Borsa: perché la rimonta Intesa Sanpaolo

Carlo Messina, amministratore delegato di Intesa Sanpaolo
con il presidente Gian Maria Gros-Pietro 
“In rimonta. Dal 12 agosto, quando valeva 1,836 euro, l'azione Intesa Sanpaolo ha continuato a salire, sia pure con qualche piccola scivolata, fino a riconquistare, venerdì scorso, quota 2,2725 euro. Era dall'inizio di maggio che non viaggiava a questa quota. Certo, il recupero è stato favorito anche dal calo dello spread e, soprattutto, dai provvedimenti che “super Mario” Draghi ha progressivamente varato a beneficio del sistema bancario; ma, sicuramente, il rialzo è stato sostenuto dai risultati positivi conseguiti nel primo semestre (utile netto di 2,266 miliardi, il 4% in più rispetto allo stesso periodo dell'anno scorso) e dalla previsione che il bilancio 2019 riporterà profitti superiori a quelli del 2018 (4,050 miliardi a livello consolidato, 3,686 miliardi la capogruppo)”.
Lo riporta il Corriere Torino, edizione locale del Corriere della Sera, nella rubrica domenicale dedicata alle quotate piemontesi, aggiungendo che una conferma dell'andamento in linea con gli obiettivi dichiarati da Carlo Messina è attesa il 5 novembre, quando saranno comunicati i risultati del terzo trimestre e dei primi nove mesi dell'esercizio in corso.
“Gli investitori sono fiduciosi.
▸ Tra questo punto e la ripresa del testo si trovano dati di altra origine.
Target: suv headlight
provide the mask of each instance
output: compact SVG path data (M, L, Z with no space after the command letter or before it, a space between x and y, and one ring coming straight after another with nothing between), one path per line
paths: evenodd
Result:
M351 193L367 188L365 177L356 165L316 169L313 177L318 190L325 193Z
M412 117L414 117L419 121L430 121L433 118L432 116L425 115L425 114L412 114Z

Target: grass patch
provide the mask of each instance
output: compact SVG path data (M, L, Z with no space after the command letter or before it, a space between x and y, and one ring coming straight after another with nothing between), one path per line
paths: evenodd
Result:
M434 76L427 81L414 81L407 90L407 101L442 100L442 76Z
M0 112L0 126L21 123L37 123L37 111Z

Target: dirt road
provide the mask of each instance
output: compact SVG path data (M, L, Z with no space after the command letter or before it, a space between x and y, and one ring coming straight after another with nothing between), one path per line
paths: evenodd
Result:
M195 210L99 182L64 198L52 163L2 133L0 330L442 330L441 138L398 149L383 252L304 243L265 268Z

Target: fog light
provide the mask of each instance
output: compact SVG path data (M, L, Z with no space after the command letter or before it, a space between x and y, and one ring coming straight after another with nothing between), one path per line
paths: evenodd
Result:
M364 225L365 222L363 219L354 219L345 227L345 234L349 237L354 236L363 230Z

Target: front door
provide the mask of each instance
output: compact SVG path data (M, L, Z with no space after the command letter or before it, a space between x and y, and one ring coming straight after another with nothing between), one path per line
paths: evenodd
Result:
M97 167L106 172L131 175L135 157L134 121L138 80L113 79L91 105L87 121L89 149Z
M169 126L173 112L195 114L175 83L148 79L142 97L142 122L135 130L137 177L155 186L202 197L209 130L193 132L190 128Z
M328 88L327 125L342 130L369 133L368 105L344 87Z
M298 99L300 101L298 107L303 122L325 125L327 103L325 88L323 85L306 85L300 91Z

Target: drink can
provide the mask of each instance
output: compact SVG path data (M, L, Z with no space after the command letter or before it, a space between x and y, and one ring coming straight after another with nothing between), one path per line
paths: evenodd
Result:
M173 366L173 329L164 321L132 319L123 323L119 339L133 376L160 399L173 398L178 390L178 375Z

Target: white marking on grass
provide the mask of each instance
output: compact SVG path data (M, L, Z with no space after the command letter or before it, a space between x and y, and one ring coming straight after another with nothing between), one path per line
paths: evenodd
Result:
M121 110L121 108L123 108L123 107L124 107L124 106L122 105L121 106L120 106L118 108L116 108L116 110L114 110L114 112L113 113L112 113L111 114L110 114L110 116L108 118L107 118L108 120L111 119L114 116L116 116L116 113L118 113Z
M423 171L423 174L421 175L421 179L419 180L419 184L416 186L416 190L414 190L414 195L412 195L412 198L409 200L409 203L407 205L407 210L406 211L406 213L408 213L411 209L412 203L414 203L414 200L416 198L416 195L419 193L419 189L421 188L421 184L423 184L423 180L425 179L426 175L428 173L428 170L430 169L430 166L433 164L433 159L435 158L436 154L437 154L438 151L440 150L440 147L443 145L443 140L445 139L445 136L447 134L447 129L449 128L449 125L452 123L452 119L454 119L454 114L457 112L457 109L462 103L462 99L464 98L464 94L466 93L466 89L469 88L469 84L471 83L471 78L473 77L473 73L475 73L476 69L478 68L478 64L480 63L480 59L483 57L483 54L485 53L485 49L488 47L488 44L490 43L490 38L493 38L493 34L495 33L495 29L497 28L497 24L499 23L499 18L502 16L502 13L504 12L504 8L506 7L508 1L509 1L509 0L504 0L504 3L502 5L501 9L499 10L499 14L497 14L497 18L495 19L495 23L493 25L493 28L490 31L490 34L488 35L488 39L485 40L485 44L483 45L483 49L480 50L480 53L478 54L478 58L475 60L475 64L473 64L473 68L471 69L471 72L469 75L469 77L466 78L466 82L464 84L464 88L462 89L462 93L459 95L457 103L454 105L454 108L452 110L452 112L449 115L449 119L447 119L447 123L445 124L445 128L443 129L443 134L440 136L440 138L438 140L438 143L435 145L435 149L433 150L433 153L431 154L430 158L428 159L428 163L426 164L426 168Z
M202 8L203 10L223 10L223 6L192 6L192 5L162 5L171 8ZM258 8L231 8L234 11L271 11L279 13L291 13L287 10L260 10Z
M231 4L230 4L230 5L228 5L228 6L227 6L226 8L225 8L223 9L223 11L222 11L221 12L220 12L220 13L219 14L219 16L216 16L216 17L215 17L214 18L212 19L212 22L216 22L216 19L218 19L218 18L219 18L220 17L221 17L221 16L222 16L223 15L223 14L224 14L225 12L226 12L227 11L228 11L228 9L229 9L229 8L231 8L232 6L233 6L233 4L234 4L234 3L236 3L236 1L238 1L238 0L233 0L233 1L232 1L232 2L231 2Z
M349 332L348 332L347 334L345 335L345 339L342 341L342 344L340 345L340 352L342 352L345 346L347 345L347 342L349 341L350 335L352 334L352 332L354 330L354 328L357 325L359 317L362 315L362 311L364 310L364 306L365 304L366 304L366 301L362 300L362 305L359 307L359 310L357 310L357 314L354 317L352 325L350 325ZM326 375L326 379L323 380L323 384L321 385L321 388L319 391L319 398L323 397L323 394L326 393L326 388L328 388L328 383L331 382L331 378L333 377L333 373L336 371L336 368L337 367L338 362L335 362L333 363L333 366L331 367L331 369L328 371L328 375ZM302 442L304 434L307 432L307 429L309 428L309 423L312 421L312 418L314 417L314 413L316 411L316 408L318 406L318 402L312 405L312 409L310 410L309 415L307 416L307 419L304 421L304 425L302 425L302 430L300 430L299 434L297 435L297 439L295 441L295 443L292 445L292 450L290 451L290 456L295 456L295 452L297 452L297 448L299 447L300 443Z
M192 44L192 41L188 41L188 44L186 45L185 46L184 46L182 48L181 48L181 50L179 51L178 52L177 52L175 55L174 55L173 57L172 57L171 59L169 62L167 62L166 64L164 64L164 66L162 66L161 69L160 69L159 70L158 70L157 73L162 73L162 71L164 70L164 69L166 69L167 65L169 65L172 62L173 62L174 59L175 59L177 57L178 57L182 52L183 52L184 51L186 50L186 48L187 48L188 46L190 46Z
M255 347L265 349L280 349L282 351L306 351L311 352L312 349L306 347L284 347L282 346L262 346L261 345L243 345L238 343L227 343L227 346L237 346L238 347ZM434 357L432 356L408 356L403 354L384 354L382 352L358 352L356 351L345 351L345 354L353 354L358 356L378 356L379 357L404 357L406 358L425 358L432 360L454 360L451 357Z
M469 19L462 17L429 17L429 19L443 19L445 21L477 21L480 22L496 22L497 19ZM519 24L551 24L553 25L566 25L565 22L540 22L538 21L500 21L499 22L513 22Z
D'altra parte – ricorda il Corriere Torino - finora, l'amministratore delegato e direttore generale di Intesa Sanpaolo ha sempre rispettato le promesse. Gli azionisti si aspettano nuovamente un buon dividendo, dopo i 19,7 centesimi incassati in maggio per ogni titolo posseduto (dividend yeld del 7,67%), per il totale di 3,449 miliardi”.
Messina ha detto che, l'anno prossimo, distribuirà l'80% dell'utile netto 2019. Un'altra montagna di euro, destinata a soddisfare i soci di Intesa Sanpaolo, a partire dai tre maggiori: la Compagnia di San Paolo (6,790% del capitale), il fondo globale BlackRock (5,003%) e la milanese Fondazione Cariplo (4,381%). Soddisfazione condivisa dalla Borsa, che è tornata ad attribuire al colosso bancario-assicurativo il valore di 39,791 miliardi, quasi 8 miliardi più che alla fine di maggio. Convince la strategia di Messina, basata sull'aumento dei ricavi, il forte sviluppo delle attività assicurative, la riduzione dei costi, compreso quello di rischio.
La vetta dei 3,514 euro per azione conquistata il 21 luglio del 2015 è ancora lontana, ma molti passi avanti sono stati fatti dal 28 giugno 2016, quando il titolo era sprofondato a 1,624 euro. Intanto, dal primo giorno di quest'anno ha guadagnato il 17,15%:
Quanto alle altre quotate piemontesi, il confronto dei prezzi di venerdì scorso con quelli del venerdì precedente, indica che 18 hanno avuto rialzi, 12 ribassi e due hanno chiuso in parità (Italia Independent a 1,73 euro e Prima Industrie a 12,66).
Hanno terminato la settimana con un rialzo: Autogrill (9,01 euro l'ultimo prezzo), Bim (0,124), Basicnet (4,67), Borgosesia (0,49), Cdr Advance Capital (0,496), Cofide (0,4355), Conafi (0,313), Cover 50 (9,30), Dea Capital (1,334), Exor (62,14), Fidia (3,995), Intesa Sanpaolo (2,2725), Iren (2,70), Italgas (5,73), Ki Group (0,85), Pininfarina (1,82), Reply (57,55), Tinexta (13,26).
Invece, la settimana è finita con ribassi per Astm (27,82 euro il prezzo di venerdì scorso), Buzzi Unicem (21,73), Centrale del Latte d'Italia (2,58), Diasorin (97,05), Fca (11,848), Guala Closures (6,54), Juventus (1,4335), M&C (0,0346), Pattern (3,55), Sias (15,35), Ubi Banca (2,79) e Visibilia Editore (0,294).